The move toward small towns was not just a romantic fixation. During the eighties, it was still popularly assumed that living country-style was part of the post- industrial reaction to complexity and technology, and that those who left the urban areas were slightly nostalgic if not Luddite. When the 1990 Census showed how dramatic the shift had become, it became clearer that the migration was in fact a reversal of the economic considerations that had driven families off the land in the first place. The cities no longer offered the best jobs, the most security, or the richest lifestyle. They had become so burdened by scale and infrastructure costs that they could no longer support their populations with services and security. Police were beefed up, but streets were dirtier. Teachers were better paid, but the schools were dangerous. Housing was available, but rents were expensive. Food was costly, tension unbearable, and smog unabated.

As the migration to rural America proceeded, it took with it many small businesses – manufacturing, service, and communication. Many people left with their employers en masse to find a better environment. Electronics companies continued to be the growth industry they were in the eighties, and their technology allowed them the privilege of remoteness since they relied little upon steel, trucking, railroads, and freeways. When a small, high-tech company moved to a small town, a ripple effect typically produced a new food store, bookstore, and bakery, as well as a bicycle shop, graphics and design studio, printing press, community garden project, a babysitting co-op, a musical society, and a new surge of community activity in local schools. Each migration and settlement had its tensions, problems, and transitional crises, but there was no question that the hybridization of country folk with city folk in small towns and villages produced a vital environment that was very attractive. Instead of pouring money into the cities, many people hedged their urban bets by putting money into their own favorite town and looked forward to the time they would move to it.

Many who attempted the transition failed. Some could not adapt to lower wages or to the more modest lifestyle. Others missed the tension they had once dreaded. Others simply did not get along, refused to learn the lesson of smalltown diplomacy, and soon found themselves none too subtly ostracized for untoward remarks and actions. Long hair was never a problem in these resettlement activities, but big mouths were.

In the suburbs the change was not as dramatic. While the suburbs experienced some of the plight of the cities – higher transportation and food costs, rising crime and unemployment – they also had some of the advantages of the rural areas in that people had backyards, garages, and, in some cases, small workshops where they could produce for many of their own and their neighbor’s needs. The more affluent suburbs seemed to hang onto their image of how things ought to be. Their voters refused to allow small businesses to operate from homes, or food to be grown on school lawns. Otherwise suburbs made whatever adaptive measures were necessary and prudent. People did sewing, tailoring, and sharpening in their homes. Many front lawns became gardens, and food was prominent at flea markets.

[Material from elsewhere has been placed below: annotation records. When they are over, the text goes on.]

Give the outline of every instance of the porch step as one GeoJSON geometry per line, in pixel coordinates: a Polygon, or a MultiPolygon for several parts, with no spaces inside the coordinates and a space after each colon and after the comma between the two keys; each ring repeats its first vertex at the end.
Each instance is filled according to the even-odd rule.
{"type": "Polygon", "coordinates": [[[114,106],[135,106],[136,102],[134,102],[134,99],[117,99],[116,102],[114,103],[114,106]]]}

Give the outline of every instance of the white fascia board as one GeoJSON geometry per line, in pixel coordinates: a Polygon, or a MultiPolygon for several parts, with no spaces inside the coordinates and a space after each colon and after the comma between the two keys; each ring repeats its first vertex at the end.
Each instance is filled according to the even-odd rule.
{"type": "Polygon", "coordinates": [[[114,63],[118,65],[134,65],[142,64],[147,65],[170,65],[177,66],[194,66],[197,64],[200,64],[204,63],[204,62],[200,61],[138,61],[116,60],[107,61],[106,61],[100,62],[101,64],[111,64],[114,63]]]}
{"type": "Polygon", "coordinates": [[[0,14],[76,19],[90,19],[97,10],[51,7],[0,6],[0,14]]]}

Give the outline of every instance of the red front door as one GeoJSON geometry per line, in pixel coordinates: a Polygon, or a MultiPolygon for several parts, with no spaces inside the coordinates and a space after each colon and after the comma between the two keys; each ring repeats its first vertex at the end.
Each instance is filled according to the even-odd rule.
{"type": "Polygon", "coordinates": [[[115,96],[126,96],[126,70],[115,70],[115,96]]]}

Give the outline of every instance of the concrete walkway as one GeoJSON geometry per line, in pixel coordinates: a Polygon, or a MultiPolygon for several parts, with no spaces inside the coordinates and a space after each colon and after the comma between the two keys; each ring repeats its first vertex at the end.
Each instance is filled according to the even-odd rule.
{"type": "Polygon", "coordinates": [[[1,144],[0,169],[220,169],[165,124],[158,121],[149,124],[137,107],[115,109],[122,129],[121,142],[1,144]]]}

By the mid-nineties, a three-tiered society was easily divisible by geography. While government concentrated on industry, production, and resource allocation, the cities saw their condition deteriorate with little taxpayer sympathy from either Washington or the states. Suburbs that had access to viable industries saw a modest decline in living standards and a tremendous increase in community participation in government, policing, services, and planning. The rural areas that offered good living conditions in terms of food, liberal building codes, friendly people, and ample resources, saw their stock soar. Rural America became the queen of the nineties.